In a Lab Coat
The Dostoevsky novella Notes from Underground was adapted into a play that I watched last night at The Yale Rep. It was quite romantic to sit by myself in a packed theatre, mesmerized by the bits of falling snow on the sparse-and-skanky set of the Underground Man’s apartment, with its stacks of filing boxes and makeshift chairs made from parcel delivery containers. Though it was 120 minutes of an older man at his wit’s end and on a rant, I couldn’t take my eyes off the performance. I never even thought to glance at my Blackberry or my watch.

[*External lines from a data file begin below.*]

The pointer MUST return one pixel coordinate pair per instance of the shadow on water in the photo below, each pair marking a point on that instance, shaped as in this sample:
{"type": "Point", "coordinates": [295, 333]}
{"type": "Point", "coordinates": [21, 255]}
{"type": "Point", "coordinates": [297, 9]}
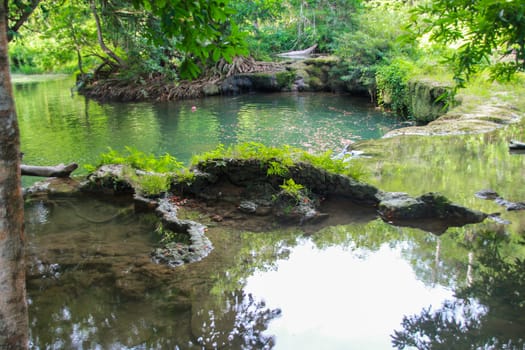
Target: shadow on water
{"type": "Point", "coordinates": [92, 284]}
{"type": "Point", "coordinates": [354, 282]}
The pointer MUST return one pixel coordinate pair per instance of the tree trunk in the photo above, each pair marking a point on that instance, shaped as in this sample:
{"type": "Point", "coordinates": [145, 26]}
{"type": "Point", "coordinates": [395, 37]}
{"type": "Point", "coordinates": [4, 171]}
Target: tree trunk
{"type": "Point", "coordinates": [60, 170]}
{"type": "Point", "coordinates": [13, 306]}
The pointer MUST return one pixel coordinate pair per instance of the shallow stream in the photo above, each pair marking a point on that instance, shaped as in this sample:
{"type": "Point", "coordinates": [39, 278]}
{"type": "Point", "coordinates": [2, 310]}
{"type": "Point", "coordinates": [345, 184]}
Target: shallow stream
{"type": "Point", "coordinates": [349, 285]}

The production used video camera footage projected onto the wall, so that the audience could simultaneously watch the Underground Man’s body on stage and his hyper-mediated face blown up while he documented himself. The white walls of his cell-like lodgings were transformed by enormous moving images: Bauhaus apartments flashing by in black and white, neon lights and highway stripes, and even male party guests wearing tuxedos and sipping champagne like bobbleheads. The distorted movements—from the bulbous and sweaty Underground Man, to his gamine twenty-year-old prostitute—made for exquisite unease. During the final rape scene the audience was breathless.
It reminded me of the endurance of any period of over-consciousness or self-reflection in one’s life: painful, even torturous, but always cinematic.